Symptoms of late dumping can include:-

*Sweating
*Hunger
*Fatigue
*Dizziness, lightheadedness
*Confusion
*Heart palpitations, rapid heart rate
*Fainting

A study of more than 1,100 people who had their stomachs surgically removed found that about two-thirds experienced early symptoms and about a third experienced late symptoms of dumping syndrome. Some people experience both early and late signs and symptoms.

No matter when problems develop, however, they may be worse following a high-sugar meal, especially one that’s rich in table sugar (sucrose) or fruit sugar (fructose).
Causes:
Dumping syndrome is caused by problems with the storage of food particles in the stomach and emptying of particles into the duodenum. Early dumping syndrome results from rapid movement of fluid into the intestine following a sudden addition of a large amount of food from the stomach. Late dumping syndrome results from rapid movement of sugar into the intestine, which raises the body’s blood glucose level and causes the pancreas to increase its release of the hormone insulin. The increased release of insulin causes a rapid drop in blood glucose levels, a condition known as hypoglycemia, or low blood sugar.

In dumping syndrome, food and gastric juices from your stomach move to your small intestine in an uncontrolled, abnormally fast manner. This is most often related to changes in your stomach associated with surgery, such as when the opening (pylorus) between your stomach and the small intestine (duodenum) has been removed during an operation.

The pylorus acts as a brake so that stomach emptying is gradual. When it’s removed, stomach material dumps rapidly into the small intestine. The ill effects of this are thought to be caused by the release of gastrointestinal hormones in the small intestine, as well as insulin secreted to process the sugar (glucose).

Dumping syndrome can occur after any operation on the stomach as well as after removal of the esophagus (esophagectomy). Gastric bypass surgery for weight loss is the most common cause today. It develops most commonly within weeks after surgery, or as soon as you return to your normal diet.

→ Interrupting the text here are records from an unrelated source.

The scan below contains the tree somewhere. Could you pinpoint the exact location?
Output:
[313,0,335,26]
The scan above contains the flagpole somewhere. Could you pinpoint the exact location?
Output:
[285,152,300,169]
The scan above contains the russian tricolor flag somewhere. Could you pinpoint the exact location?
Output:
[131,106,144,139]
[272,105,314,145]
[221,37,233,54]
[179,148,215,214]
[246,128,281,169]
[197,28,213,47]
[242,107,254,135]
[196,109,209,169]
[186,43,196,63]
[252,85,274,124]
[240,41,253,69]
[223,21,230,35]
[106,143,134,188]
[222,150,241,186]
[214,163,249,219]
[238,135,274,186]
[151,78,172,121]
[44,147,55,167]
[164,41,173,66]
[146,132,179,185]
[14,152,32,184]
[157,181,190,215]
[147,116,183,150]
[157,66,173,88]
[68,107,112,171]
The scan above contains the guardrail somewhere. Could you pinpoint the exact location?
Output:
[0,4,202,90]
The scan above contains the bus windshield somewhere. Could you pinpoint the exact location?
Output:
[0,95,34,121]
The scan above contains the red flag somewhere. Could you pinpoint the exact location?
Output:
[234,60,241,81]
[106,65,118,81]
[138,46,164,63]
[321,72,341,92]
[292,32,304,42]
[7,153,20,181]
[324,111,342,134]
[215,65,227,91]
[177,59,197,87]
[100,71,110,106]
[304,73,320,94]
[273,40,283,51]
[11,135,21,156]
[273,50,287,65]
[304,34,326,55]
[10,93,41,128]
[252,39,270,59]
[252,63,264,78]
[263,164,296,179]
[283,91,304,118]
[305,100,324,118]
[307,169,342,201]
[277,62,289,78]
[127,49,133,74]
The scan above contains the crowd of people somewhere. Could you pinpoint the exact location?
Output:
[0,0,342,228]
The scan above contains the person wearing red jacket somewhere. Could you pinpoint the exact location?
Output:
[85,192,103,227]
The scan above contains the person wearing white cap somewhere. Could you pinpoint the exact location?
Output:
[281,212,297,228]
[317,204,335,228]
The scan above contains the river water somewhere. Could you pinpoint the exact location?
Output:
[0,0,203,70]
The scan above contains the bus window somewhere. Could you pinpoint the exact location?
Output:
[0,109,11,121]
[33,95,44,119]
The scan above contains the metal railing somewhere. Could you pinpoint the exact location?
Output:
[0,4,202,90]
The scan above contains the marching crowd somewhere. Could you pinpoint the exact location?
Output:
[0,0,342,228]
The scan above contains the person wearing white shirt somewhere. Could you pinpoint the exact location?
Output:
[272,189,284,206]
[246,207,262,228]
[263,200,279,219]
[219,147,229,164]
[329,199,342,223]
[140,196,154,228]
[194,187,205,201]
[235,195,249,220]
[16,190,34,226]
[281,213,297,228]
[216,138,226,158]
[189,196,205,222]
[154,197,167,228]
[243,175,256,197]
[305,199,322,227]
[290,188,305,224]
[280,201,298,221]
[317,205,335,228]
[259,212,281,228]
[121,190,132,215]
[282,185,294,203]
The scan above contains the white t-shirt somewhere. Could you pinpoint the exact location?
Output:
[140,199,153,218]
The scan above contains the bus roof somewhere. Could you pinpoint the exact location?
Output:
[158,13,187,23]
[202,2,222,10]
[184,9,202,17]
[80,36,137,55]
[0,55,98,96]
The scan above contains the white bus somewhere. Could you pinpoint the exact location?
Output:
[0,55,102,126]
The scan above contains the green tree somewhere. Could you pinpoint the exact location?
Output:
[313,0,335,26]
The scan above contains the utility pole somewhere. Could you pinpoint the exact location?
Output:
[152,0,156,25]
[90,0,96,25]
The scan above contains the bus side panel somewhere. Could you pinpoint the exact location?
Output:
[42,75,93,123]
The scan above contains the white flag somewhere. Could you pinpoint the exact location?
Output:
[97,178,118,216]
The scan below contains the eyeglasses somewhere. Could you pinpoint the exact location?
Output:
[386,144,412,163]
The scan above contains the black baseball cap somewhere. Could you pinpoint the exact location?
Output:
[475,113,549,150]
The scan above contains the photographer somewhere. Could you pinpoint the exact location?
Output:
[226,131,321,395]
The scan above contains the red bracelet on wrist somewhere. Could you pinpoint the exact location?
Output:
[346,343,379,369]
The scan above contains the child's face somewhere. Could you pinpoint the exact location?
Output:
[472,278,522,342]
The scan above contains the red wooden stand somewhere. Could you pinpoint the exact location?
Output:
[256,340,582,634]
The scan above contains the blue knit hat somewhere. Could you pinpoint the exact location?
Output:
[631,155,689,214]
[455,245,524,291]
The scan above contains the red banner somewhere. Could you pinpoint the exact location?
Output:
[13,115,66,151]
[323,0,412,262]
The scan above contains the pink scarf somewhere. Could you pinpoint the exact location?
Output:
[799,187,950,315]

The more stomach removed or bypassed, the more likely that the condition will be severe. It sometimes becomes a chronic disorder.
Diagnosis:
The doctor will diagnose dumping syndrome primarily on the basis of symptoms. A scoring system helps differentiate dumping syndrome from other GI problems. The scoring system assigns points to each symptom and the total points result in a score. A person with a score above 7 likely has dumping syndrome.

The following tests may confirm dumping syndrome and exclude other conditions with similar symptoms:-

*A modified oral glucose tolerance test checks how well insulin works with tissues to absorb glucose. A health care provider performs the test during an office visit or in a commercial facility and sends the blood samples to a lab for analysis. The person should fast—eat or drink nothing except water—for at least 8 hours before the test. The health care provider will measure blood glucose concentration, hematocrit—the amount of red blood cells in the blood—pulse rate, and blood pressure before the test begins. After the initial measurements, the person drinks a glucose solution. The health care provider repeats the initial measurements immediately and at 30-minute intervals for up to 180 minutes. A health care provider often confirms dumping syndrome in people with

#low blood sugar between 120 and 180 minutes after drinking the solution

#an increase in hematocrit of more than 3 percent at 30 minutes

#a rise in pulse rate of more than 10 beats per minute after 30 minutes
*A gastric emptying scintigraphy test involves eating a bland meal—such as eggs or an egg substitute—that contains a small amount of radioactive material. A specially trained technician performs this test in a radiology center or hospital, and a radiologist—a doctor who specializes in medical imaging—interprets the results. Anesthesia is not needed. An external camera scans the abdomen to locate the radioactive material. The radiologist measures the rate of gastric emptying at 1, 2, 3, and 4 hours after the meal. The test can help confirm a diagnosis of dumping syndrome.

The doctor may also examine the structure of the esophagus, stomach, and upper small intestine with the following tests:

#An upper GI endoscopy involves using an endoscope—a small, flexible tube with a light—to see the upper GI tract. A gastroenterologist—a doctor who specializes in digestive diseases—performs the test at a hospital or an outpatient center. The gastroenterologist carefully feeds the endoscope down the esophagus and into the stomach and duodenum. A small camera mounted on the endoscope transmits a video image to a monitor, allowing close examination of the intestinal lining. A person may receive general anesthesia or a liquid anesthetic that is gargled or sprayed on the back of the throat. If the person receives general anesthesia, a health care provider will place an intravenous (IV) needle in a vein in the arm. The test may show ulcers, swelling of the stomach lining, or cancer.

#An upper GI series examines the small intestine. An x-ray technician performs the test at a hospital or an outpatient center and a radiologist interprets the images. Anesthesia is not needed. No eating or drinking is allowed before the procedure, as directed by the health care staff. During the procedure, the person will stand or sit in front of an x-ray machine and drink barium, a chalky liquid. Barium coats the small intestine, making signs of a blockage or other complications of gastric surgery show up more clearly on x rays.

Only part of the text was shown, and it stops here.